Intellectual property rights are not vested in response to filing a patent application. By filing a patent application, a start-up company will receiving a filing date not patent rights. The filing date sets a cutoff date which any disclosures after cannot be used as prior art against the start-up during the process to be granted a patent. Although there are some pre-grant patent rights, patent rights are vested once the patent application is granted. This process is similar to real property, where you cannot sue someone for trespassing land that you don’t own.
For start-ups that operate in technology that rapidly evolves, changes entirely, or be non-existent in 5 years it can be critical to obtain patent protection as soon as possible. There are three main ways for patents to be granted quickly. The three methods include a relatively new procedure at the USPTO called “Track 1: Prioritized Patent Examination,” an accelerated examination system method, and narrow claim drafting.
Track 1: Prioritized Patent Examination is a way for companies to get prioritized examination at the USPTO for a fee at the time of filing an original utility application. The fee for prioritized examination is $4800 for large companies and $2400 for small entities. The goal of the prioritized patent examination process is to have a final decision on a patent application within a year of the filing date. There are several requirements for prioritized patent examination. The first is that a prioritized patent examination patent application must be filed via the patent office’s electronic web filing system (EFS), most if not all patent attorneys have an account that allows them to file an application via this route. However, individuals who are not patent attorneys seem to be precluded from self-filing applications on this track. Second, responses to office actions are required to be filed within 3 months of their mail date. If the response to the office action is transmitted after the 3 month period, then the patent application will be removed from the prioritized patent examination track and placed on an examiner’s normal docket. Third, the prioritized patent examination process has a limit on filed claims, 4 independent 30 total claims. Accordingly, the prioritized patent examination procedure is a way for companies to “jump the line” on a patent examiner’s docket at the USPTO but somewhat regular prosecution of the application can occur. I believe the prioritized patent examination route can be effective for start-up companies that work in rapidly evolving fields with long docket response times at the USPTO. If a start-up company is working in a communications field at the USPTO, it is likely that they will not receive their first office action until after 3 years from their original filing date. At that future point in time, their patent technology may have come and gone, such as mobile application which may have come and gone over the course of a year. Without having patent rights vested soon, infringing companies may no longer be around in 3-5 years when patent rights would have vested in typical patent examination.

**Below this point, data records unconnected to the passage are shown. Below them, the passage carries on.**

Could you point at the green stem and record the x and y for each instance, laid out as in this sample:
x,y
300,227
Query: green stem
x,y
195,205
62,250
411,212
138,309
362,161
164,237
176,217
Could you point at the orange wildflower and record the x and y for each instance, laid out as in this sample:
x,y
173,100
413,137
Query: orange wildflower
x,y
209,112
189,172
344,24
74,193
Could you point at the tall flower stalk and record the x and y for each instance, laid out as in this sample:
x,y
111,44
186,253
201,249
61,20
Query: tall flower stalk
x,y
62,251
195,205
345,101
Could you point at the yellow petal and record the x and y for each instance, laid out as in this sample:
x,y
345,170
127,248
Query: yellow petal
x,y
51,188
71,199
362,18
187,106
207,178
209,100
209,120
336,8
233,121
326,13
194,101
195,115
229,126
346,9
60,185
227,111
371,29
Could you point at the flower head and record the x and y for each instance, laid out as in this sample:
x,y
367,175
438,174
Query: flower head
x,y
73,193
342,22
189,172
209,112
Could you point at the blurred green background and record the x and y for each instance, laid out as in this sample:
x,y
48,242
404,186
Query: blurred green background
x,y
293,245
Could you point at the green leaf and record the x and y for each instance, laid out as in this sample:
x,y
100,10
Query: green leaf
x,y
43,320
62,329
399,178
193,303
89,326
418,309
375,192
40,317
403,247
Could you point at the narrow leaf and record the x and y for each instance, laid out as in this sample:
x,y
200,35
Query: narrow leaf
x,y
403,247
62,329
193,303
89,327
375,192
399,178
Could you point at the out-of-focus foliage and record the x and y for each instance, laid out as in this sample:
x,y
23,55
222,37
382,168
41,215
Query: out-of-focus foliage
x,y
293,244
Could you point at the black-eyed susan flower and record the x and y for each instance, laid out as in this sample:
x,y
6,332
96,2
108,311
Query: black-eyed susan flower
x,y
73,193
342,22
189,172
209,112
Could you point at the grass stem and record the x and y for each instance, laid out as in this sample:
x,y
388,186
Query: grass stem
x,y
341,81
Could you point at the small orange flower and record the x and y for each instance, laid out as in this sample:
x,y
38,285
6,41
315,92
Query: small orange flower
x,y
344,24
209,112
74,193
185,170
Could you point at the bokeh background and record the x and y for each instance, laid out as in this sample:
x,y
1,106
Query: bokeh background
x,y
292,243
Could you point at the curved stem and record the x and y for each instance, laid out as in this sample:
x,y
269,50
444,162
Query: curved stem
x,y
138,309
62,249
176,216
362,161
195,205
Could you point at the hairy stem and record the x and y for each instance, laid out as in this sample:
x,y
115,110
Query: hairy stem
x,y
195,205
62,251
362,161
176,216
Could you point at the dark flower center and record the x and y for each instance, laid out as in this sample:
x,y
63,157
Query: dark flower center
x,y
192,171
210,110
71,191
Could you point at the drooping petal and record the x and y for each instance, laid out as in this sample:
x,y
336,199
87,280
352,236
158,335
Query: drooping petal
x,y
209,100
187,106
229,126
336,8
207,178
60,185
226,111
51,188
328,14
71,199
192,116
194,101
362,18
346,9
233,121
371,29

The second route an “accelerated examination program.” In the accelerated examination program, a final decision on the application will be given within 12 months of the filing date of the application. There is an additional $125 government filing fee for a petition to file a patent under the accelerated patent program. To qualify for the accelerated examination program, applicants must prepare an examination support document that is filed with their application. The support document involves a prior art search and analysis of the prior art stating how your invention is different than what is already known. This does create major “patent prosecution history estoppel” which will be used against the applicant in litigation. Essentially, anything admitted to not being the invention or how the invention differs from the cited art cannot be claimed later to be part of the applicants invention. Additionally, a prior art search and analysis by the law firm filing your application can cost as much if not more than the patent application itself based on the technology. Additionally, examiner interview are required before the first office action, and before a final office action is given. In the accelerated examination program, responses to non-final office actions are required to be filed 1 month after the mail date, which if they are not filed within that time frame the application will go abandoned. To this end, the accelerated examination program is a way for companies to obtain patents relatively quickly. However, I believe that the requirement to narrow the scope of your application via the prior art search could outweigh the benefits of rapidly be given patent protection.
The third route to expedite the grant of a patent application is via narrowly claiming your invention. When an examiner looks at a patent application, the claims define what intellectual property rights are vested in a patent. For that reasons, applicants want broad claims to cover a wider ranges of technology. However, by narrowly defining claims, the patent examiner at the USPTO may not be able to find art that specifically teaches an element of the claim. For example, if an applicant’s patent application is directed towards mobile communications, the claims in the patent may describe specific types of modulation techniques that are used for the signal at specific times. However, by specifically claiming modulation techniques or transmission standards, if standards change in the future the granted patent will be worthless. However, for an applicant that desires a speedy patent process to obtain a patent (maybe to show investors), I recommend first filing a patent application with very specific claims. Once the patent is granted, file a “continuation” patent application having the same priority date as the first application with broader claims. The downside of this method is that if the applicant’s technology has a long backlog at the USPTO it may take 3 years for an examiner to look at the patent application, even if there is a first office acceptance.